Educador há mais de 20 anos e especialista em habilidades socioemocionais, Eduardo Calbucci é um dos criadores do Programa Semente. Voltado para a integralidade do ensino, o projeto, espalhado pelo país inteiro, com mais de 20 mil alunos, preconiza a educação de forma ampla, contemplando questões como autocontrole para conhecer as próprias emoções, senso de trabalho em equipe, valorização da empatia e fortalecimento dos laços.

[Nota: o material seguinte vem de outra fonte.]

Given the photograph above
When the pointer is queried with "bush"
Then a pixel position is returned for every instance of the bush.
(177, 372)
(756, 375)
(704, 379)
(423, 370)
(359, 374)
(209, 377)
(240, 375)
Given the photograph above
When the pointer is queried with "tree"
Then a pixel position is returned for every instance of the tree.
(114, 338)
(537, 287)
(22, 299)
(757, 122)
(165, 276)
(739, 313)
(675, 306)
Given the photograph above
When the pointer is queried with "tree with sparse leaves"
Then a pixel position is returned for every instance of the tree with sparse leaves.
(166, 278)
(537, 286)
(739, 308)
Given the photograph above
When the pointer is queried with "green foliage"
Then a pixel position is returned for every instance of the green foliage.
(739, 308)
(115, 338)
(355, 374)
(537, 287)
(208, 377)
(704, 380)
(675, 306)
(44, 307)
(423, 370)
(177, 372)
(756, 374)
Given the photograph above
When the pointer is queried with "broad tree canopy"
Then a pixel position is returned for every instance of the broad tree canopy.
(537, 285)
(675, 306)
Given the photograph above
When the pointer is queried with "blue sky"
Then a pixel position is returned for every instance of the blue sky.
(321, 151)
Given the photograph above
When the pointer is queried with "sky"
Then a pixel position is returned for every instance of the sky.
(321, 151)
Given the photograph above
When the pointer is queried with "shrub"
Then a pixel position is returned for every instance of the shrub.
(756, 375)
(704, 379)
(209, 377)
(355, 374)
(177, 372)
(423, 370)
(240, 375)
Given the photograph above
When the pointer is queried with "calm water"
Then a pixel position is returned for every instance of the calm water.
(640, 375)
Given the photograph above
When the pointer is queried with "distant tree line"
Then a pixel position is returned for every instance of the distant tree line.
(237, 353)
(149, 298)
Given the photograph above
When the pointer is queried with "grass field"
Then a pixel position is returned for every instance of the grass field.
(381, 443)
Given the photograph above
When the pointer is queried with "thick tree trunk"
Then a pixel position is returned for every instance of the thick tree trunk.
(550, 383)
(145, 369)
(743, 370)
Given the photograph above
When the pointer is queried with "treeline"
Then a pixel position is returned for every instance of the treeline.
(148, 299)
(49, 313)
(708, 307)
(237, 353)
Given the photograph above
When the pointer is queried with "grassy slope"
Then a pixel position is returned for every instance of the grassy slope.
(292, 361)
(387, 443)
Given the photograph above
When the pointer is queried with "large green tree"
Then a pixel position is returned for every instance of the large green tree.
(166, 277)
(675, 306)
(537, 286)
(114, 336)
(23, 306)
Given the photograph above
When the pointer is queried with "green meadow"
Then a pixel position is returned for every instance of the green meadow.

“Não significa que dar aula de português, matemática ou história tenha deixado de ser importante. Todas (as escolas) continuam dando aulas dessas disciplinas, mas só isso já não basta. Quando outras habilidades são desenvolvidas desde cedo, os resultados são observados inclusive no desempenho com as matérias tradicionais”, analisa o pesquisador.
Brasileiros ansiosos
Divulgado este ano pela Organização para a Cooperação e Desenvolvimento Econômico (OCDE) e presente no relatório O Bem-Estar dos Estudantes, terceiro volume do Programa Internacional de Avaliação de Alunos (Pisa) de 2015, o estudo entrevistou 540 mil jovens de 15 anos, alunos de redes públicas e privadas em 72 países.
A taxa de brasileiros que se sentem acuados pelas avaliações (81%) superou até a de países e economias onde a cobrança por desempenho na escola é maior, como Coreia (55,3%) e Hong Kong (67%). O percentual brasileiro também ficou acima da média dos países da OCDE (55%).
Na avaliação de Calbucci, quanto mais cedo as habilidades emocionais forem trabalhadas, maiores e melhores os resultados observados no dia a dia das crianças e, futuramente, como adultos.
“Essas questões podem ser ensinadas em qualquer momento da vida, não há contraindicação. Quanto mais cedo forem implementadas, porém, maiores os efeitos positivos. Normalmente, começa-se pelos últimos anos da educação”, enfatiza o pesquisador.
Além disso:
O Slow Parenting ganhou força nos EUA, apesar de ter sido criado, em 2008, pela enfermeira canadense Jean Alice Rowcliffe. Espalhado pelo mundo, o movimento tem como premissa ensinar as famílias o valor de desacelerar e de ter consciência sobre cada estágio do desenvolvimento dos filhos. O objetivo maior é afastar a necessidade de orquestrar a vida dos filhos em função da dos pais.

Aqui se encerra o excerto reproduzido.